A jar full of sour wine stood there, so they put a sponge full of the sour wine on a hyssop branch and held it to his mouth. 30 When Jesus had received the sour wine, he said, “It is finished,” … (John 19:29 – 30a ESV)

Jesus’s request implicit in His expressing His thirst is granted with a “spongeful” of sour wine extended to Him on a branch of hyssop, but far more important is the Sixth Word from the Cross that the moisture enables Jesus to speak: in this case, literally one Greek word, τετέλεσται, “It is (or has been) finished!” Like the stamp “paid in full” on an invoice, Jesus’s perfect life of love has now finished all that He left His throne above to do for us below (Lutheran Service Book 452:1). Jesus perfectly kept the law that we fail to keep, and Jesus perfectly paid the price for our failure to keep the law. There was nothing left for Jesus to do after He died on the cross, and there is nothing left for us to do for our redemption, our justification, the forgiveness of our sins. Sure, Jesus descended into hell and the third day rose again from the dead, but those declare what He already had done on the cross. Sure, Jesus ascended into heaven and sits at the right hand of God the Father Almighty and from there still teaches and works through the Church by the power of His Holy Spirit, but that is applying what He already has done on the cross. Sure, Jesus will come to judge the living and the dead, but that will be the final realization of what He already has done on the cross. For us and for our salvation, there is nothing left to do—nothing, nichts, nihil, rien, nada. It has been finished for us.
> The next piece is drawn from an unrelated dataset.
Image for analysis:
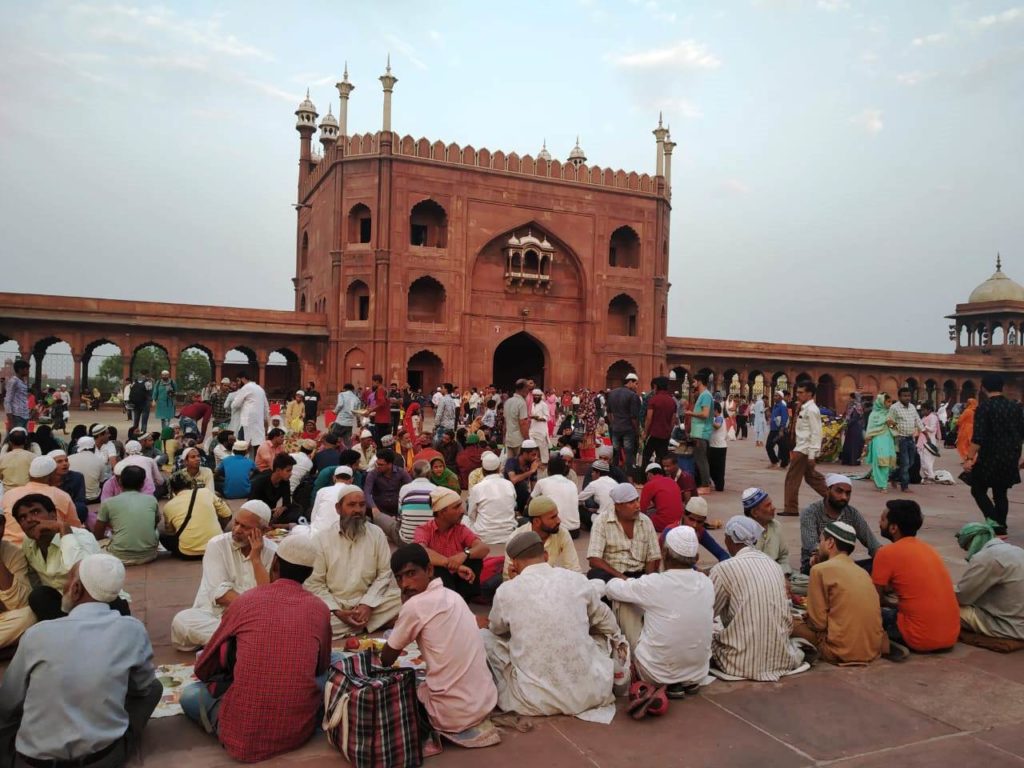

Collect for the Sixth Word, and Hymn 447:16-18

The Seventh Word

Then Jesus, calling out with a loud voice, said, “Father, into your hands I commit my spirit!” And having said this he breathed his last. (Luke 23:46 ESV)

You might think that when Jesus says, “It is finished” that He is done, but there is still the Seventh Word from the Cross. As if returning to His First Word addressed to His Father, His truly final Word from the cross in prayer commits His spirit into His Father’s hands. Some of us might have read and remember what is regarded as “a classic of early American literature”, the eighteenth‑century British Colonial Puritan preacher Jonathan Edwards’ sermon “Sinners in the Hands of an Angry God” (Wikipedia Edwards and Sermon). Edwards does not appear to have used in his sermon but might have more accurately referred to Hebrews 10:31, which passage says, “It is a fearful thing to fall into the hands of the living God” (ESV). Indeed, for sinners who, in that context, have trampled underfoot the Son of God and have disregarded the blood of the covenant by which we are made holy and have outraged the Spirit of grace (Hebrews 10:29), it no doubt is a fearful thing to fall into the hands of the righteously‑angry living God. But, as we repent and believe, God, Who has poured out His wrath on Jesus, is no longer angry with us and no longer sees us as sinners. Like His only‑begotten beloved Son, with Whom the Father was well pleased, we can commit our spirits into the loving, merciful and gracious hands of our Heavenly Father. We may not be in control of the circumstances of our deaths as Jesus was, but, unless He returns first, the day will come when we also will breathe our last. And, like St. Stephen, who is usually thought to be the first Christian martyr, in the moment of our deaths, we can pray for the Lord Jesus to receive our spirits (Acts 7:59). Whether we ourselves so pray, or the Holy Spirit prays for us (Romans 8:26), we, like our Lord Jesus and thanks to Him, so depart in peace.